# Toxicity in Wikipedia Comments

This is a parallel work to any work on the wikipedia toxicity data on the same
topic.  This data has not been cleaned yet, and has not had multiple categories introduced yet.  However it is presented free from bias, for people to play with.  

Looking at the comments data, we'll need to clean the data quite a bit (lots of newlines, weird characters).

My rough plan is to build up a lexicon, tokenize that data, and try to build a Naive Bayes model.  (Maybe later a Recurrent Neural network model?)

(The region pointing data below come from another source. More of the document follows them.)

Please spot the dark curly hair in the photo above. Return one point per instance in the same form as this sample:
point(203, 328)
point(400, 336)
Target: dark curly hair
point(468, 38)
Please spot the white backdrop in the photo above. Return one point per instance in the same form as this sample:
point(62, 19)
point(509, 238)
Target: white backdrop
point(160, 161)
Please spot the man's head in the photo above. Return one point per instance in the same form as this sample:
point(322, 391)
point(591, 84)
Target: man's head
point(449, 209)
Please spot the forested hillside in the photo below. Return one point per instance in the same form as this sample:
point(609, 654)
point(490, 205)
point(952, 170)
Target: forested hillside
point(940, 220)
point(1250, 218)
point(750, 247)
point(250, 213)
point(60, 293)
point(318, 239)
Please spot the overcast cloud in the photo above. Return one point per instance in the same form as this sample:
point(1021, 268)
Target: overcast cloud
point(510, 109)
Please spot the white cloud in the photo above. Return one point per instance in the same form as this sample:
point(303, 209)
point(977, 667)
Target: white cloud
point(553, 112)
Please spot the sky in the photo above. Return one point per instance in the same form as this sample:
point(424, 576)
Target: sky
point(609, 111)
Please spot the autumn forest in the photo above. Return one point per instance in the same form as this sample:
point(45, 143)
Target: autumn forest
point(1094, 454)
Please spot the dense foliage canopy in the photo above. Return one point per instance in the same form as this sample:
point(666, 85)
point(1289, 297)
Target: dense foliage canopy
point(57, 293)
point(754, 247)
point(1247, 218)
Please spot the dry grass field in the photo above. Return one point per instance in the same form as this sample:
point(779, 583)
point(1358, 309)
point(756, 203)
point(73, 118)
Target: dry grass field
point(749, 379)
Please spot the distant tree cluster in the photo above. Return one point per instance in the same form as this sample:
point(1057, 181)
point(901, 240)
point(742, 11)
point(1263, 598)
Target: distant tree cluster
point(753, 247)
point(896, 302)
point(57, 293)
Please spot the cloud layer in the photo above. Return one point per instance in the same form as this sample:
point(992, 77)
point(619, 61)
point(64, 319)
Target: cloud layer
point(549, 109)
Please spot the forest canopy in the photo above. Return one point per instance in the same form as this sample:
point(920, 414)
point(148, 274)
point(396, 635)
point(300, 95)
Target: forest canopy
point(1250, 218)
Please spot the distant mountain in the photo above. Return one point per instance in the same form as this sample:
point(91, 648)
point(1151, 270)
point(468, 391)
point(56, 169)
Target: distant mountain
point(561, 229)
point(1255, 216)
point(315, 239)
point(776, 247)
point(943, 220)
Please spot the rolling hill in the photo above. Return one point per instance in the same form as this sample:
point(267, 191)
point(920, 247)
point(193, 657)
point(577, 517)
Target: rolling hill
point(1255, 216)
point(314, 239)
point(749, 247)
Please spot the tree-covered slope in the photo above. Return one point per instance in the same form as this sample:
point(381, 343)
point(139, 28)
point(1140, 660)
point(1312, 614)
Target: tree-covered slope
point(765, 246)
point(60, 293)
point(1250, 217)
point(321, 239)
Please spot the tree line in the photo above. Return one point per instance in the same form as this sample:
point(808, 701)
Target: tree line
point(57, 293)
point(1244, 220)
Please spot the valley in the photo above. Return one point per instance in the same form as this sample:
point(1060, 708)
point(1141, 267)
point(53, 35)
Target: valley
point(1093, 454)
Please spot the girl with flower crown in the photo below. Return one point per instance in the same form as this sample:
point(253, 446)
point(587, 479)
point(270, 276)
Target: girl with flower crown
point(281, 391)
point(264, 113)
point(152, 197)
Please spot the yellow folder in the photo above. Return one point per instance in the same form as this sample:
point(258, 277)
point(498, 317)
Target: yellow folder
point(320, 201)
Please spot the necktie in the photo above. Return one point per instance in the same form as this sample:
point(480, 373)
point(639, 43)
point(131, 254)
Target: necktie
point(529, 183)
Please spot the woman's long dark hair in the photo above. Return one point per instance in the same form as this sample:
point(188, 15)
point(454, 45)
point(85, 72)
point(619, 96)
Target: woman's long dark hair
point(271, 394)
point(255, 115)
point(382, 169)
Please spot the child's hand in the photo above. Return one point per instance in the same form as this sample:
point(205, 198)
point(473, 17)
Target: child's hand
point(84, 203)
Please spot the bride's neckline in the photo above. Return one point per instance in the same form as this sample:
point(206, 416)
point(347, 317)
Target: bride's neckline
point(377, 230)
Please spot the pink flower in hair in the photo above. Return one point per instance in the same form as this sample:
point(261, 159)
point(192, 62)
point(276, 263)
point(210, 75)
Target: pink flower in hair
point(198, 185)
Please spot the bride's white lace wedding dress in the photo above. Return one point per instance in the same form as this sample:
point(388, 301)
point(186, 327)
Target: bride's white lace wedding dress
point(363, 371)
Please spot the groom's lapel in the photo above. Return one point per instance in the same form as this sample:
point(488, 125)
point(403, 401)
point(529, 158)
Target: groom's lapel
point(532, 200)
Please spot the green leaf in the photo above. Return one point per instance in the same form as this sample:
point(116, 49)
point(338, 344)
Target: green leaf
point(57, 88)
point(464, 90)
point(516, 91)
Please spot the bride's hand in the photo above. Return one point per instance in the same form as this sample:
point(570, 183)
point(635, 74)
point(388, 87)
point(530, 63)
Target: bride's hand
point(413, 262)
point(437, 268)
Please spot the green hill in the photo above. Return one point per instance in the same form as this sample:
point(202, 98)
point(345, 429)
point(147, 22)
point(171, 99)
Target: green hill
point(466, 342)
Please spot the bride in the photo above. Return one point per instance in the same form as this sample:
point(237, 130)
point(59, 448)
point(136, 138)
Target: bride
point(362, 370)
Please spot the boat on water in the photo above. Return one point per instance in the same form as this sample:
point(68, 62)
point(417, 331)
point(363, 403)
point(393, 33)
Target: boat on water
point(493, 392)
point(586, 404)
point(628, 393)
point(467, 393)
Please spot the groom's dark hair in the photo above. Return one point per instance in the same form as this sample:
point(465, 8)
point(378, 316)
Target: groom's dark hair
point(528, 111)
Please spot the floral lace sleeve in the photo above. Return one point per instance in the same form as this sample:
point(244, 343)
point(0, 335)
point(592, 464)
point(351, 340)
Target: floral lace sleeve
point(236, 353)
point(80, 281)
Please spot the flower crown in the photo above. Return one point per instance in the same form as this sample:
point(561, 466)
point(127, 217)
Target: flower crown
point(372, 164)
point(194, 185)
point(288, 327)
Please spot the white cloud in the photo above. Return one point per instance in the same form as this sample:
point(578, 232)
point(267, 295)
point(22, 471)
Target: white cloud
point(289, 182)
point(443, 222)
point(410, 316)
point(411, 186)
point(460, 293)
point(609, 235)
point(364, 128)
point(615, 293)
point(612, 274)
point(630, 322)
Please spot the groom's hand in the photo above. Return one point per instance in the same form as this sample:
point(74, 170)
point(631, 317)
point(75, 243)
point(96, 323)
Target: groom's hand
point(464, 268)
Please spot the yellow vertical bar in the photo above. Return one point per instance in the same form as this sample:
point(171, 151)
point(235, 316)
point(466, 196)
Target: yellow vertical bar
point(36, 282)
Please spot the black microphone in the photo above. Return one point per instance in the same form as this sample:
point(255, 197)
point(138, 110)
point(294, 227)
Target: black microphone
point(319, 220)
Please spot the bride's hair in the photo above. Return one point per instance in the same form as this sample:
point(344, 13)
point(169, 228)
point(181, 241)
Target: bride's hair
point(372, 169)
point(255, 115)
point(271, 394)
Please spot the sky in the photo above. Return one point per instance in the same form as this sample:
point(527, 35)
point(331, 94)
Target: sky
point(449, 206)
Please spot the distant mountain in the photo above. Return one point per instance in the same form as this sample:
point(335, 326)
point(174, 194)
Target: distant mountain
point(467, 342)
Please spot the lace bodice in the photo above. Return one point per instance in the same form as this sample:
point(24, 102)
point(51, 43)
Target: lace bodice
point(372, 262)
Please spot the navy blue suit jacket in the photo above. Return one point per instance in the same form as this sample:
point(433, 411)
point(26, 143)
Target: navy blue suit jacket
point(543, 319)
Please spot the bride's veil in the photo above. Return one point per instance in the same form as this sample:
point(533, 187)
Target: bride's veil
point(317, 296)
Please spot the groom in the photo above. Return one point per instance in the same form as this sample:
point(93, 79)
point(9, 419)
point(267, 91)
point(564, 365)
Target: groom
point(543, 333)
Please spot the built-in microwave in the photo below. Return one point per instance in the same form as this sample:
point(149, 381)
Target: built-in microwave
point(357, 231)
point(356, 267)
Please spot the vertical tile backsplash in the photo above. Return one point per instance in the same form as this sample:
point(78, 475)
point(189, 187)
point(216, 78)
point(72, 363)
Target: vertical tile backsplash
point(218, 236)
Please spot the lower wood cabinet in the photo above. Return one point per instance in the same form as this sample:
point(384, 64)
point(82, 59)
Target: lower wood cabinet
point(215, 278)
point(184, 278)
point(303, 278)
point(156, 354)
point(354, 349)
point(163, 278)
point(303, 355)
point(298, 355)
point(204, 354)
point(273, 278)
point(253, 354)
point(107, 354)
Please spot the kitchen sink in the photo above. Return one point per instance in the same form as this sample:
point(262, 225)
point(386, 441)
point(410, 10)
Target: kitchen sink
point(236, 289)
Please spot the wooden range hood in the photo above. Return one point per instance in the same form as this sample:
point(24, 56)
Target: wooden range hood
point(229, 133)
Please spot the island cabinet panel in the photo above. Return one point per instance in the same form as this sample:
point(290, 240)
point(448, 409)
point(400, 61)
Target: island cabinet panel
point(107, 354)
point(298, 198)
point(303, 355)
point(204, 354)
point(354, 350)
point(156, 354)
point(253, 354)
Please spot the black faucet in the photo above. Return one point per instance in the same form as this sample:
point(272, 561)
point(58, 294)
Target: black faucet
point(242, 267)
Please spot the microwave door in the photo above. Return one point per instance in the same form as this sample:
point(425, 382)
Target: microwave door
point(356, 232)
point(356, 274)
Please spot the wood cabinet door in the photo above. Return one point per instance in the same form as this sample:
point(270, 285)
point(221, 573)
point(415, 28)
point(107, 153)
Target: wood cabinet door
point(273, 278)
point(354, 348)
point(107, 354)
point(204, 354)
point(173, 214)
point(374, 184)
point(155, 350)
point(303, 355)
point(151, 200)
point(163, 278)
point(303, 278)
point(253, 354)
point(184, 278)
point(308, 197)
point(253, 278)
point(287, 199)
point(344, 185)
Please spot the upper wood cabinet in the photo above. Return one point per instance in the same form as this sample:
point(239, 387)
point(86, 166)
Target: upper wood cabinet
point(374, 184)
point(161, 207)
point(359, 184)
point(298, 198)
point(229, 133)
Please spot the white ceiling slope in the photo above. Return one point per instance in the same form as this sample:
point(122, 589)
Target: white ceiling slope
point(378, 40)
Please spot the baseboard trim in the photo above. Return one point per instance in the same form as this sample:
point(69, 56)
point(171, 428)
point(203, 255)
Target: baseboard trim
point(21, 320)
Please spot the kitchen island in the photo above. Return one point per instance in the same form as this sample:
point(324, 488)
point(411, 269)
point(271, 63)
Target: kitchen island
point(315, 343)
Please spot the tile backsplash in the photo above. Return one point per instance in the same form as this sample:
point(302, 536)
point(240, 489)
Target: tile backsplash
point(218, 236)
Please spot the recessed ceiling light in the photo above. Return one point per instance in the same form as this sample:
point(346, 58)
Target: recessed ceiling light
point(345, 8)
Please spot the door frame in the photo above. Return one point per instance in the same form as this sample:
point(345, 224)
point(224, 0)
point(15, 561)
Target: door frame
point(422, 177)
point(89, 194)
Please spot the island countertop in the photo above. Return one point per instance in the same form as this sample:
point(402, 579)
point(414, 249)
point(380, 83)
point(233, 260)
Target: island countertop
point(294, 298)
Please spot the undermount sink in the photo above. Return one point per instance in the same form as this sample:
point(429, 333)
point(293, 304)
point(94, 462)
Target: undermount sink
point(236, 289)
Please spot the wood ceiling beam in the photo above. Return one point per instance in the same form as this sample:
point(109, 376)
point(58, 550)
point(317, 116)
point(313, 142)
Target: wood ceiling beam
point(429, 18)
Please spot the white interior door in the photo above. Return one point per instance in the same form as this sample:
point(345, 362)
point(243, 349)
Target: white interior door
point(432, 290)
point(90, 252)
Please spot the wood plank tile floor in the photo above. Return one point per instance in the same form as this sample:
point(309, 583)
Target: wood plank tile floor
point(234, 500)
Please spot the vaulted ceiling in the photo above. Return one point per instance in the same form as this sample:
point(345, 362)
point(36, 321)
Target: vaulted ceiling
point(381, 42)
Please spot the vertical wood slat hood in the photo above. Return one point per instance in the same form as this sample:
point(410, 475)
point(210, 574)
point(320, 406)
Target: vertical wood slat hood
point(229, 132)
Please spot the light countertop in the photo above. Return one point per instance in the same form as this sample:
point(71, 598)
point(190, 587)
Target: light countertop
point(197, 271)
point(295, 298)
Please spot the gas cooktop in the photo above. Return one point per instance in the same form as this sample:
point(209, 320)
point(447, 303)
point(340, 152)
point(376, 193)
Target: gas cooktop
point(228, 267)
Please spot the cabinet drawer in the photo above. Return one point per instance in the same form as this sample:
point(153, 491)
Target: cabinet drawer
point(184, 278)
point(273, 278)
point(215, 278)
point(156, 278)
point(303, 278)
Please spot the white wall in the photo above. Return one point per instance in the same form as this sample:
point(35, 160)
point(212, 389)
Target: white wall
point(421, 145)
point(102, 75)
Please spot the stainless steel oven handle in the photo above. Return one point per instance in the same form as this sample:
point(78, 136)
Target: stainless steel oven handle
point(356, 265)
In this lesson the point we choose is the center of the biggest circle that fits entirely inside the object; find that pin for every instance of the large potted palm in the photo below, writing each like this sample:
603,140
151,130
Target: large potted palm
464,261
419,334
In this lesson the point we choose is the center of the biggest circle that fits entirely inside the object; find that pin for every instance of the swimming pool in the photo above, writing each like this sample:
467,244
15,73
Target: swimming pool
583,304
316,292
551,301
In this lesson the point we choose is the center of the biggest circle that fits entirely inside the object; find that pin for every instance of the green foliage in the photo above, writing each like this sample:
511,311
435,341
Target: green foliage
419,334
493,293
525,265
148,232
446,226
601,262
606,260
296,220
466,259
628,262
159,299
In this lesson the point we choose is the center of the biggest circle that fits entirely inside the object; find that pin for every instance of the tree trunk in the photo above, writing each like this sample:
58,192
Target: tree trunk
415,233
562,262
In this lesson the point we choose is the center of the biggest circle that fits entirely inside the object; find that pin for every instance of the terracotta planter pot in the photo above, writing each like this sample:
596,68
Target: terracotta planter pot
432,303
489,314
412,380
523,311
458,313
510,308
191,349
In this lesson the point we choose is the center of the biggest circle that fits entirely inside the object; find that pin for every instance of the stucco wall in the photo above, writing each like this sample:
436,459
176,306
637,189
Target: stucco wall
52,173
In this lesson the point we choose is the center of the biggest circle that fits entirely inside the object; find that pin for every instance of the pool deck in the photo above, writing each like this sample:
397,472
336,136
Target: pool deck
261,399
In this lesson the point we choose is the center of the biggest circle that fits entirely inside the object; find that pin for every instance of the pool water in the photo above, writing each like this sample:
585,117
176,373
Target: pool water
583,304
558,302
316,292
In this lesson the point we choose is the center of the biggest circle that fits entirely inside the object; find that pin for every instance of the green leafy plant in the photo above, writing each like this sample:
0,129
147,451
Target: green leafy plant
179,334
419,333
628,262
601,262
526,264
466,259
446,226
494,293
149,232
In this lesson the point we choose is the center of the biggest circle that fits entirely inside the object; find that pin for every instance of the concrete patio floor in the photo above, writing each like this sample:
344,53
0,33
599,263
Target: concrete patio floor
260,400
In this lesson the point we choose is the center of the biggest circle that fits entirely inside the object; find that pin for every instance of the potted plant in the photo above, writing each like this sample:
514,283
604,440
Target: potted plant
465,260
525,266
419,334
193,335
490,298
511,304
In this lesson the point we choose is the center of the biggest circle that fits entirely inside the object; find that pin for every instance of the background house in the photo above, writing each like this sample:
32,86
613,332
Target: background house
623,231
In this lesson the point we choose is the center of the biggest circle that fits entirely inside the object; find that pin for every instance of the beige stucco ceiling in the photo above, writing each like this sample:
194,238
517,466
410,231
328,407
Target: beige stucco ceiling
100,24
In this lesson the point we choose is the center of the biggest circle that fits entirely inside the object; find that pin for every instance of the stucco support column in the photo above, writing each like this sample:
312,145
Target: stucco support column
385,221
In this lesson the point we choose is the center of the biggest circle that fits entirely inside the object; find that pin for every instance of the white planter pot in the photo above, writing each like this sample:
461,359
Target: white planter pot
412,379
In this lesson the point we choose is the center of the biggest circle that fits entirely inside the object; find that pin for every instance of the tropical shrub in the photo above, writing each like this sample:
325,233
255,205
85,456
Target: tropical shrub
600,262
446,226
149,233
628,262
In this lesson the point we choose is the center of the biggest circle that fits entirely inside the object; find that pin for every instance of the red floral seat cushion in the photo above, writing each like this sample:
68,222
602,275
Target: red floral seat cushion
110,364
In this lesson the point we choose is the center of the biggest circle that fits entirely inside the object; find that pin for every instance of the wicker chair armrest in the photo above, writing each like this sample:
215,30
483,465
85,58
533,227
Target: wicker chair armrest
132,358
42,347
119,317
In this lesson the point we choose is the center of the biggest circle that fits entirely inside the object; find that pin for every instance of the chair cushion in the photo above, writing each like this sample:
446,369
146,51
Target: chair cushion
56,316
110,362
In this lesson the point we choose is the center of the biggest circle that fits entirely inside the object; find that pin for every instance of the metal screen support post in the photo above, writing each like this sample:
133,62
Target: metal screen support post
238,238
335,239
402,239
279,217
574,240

Other Analysis possibilities:
* Support Vector Machine
    - the other big architecture, less popular now?
* Recurrent Neural Network
    - Build up word embeddings (word2vec), or just use the pretrained ones.
* Naive Bayes
    - can find most important words in spam
    - simple, easy to understand baseline.
* Latent Factor Analysis 
    - maybe useful prelude or alternative for building up embeddings.
    
Cleaning:
* Clean data : How to remove newlines (search/replace: NEWLINE with '')
* Tokenize (convert words to indices)
* Stemming words
* Balancing data set
* Match up comments, and review scores
* Search for gibberish words (make a new "feature" for badly spelled comments)

In [1]:
import pandas as pd
import nltk as nltk
import numpy as np
import matplotlib.pyplot as plt
import scipy.sparse as sparse

from sklearn.feature_extraction.text import CountVectorizer

In [2]:
#df_com = pd.read_csv('data/toxicity_annotated_comments_unanimous.tsv',sep='\t')
#df_rate = pd.read_csv('data/toxicity_annotations_unanimous.tsv',sep='\t')
df_com = pd.read_csv('data/toxicity_annotated_comments.tsv',sep='\t')
df_rate = pd.read_csv('data/toxicity_annotations.tsv',sep='\t')

#make rev_id an integer
df_com['rev_id']=df_com['rev_id'].astype(int)
df_rate['rev_id']=df_rate['rev_id'].astype(int)

#reindex 
#df_com.index=df_com['rev_id']
#df_rate.index=df_rate['rev_id']
print(df_com.shape, df_rate.shape)

(159686, 7) (1598289, 4)


In [3]:
#make a new column in df_com with array of worker_ids, and toxicity
df_com['scores']=None

#since 'rev_id' is sorted, can take first difference, and find where
#there are changes.  Those set the boundaries for changes.
#Need to also append final index.
change_indices=df_rate.index[df_rate['rev_id'].diff()!=0].values

#use numpy split instead.
arr=df_rate[['worker_id','toxicity_score']].values
split_arr=np.split(arr,change_indices)
#drop first index as empty
split_arr.pop(0)
df_com['scores']=split_arr
#change_indices=np.append(change_indices,len(df_rate))
# for i in range(len(change_indices)-1):
#     ind0 = change_indices[i]
#     ind1 = change_indices[i+1]
#     d0=df_rate.iloc[ind0:ind1]
#     scores=d0[['worker_id','toxicity_score']]
#     #pass it a list so it can be set as an entry.
#     #accessing later will require score[0] idiocy to get at list.
#     df_com.loc[i,'scores']=[scores.values]

In [4]:
def score_mean(score_list):
    """score_mean
    Compute mean of toxicity scores for input array.
    Array is first (and only) element in the input list.
    Compute mean running down the rows.  Could be updated to include weighted sum of weights
    """
    s = np.mean(score_list[:,1])
    return s

def score_median(score_list):
    """score_median
    Compute median of toxicity scores for input array.
    Array is first (and only) element in the input list.
    Compute mean running down the rows.  Could be updated to include weighted sum of weights
    """
    s = np.median(score_list[:,1])
    return s


In [214]:
df_com['mean_toxic']=df_com['scores'].apply(score_mean)
df_com['median_toxic']=df_com['scores'].apply(score_median)

In [227]:
df_com['toxic']= (df_com['median_toxic']<=-2)
Ntoxic=df_com['toxic'].sum()
Ntot=len(df_com)
print("Total comments: {}. Toxic comments: {}. Toxic Fraction: {}".format(Ntot,Ntoxic,Ntoxic/Ntot))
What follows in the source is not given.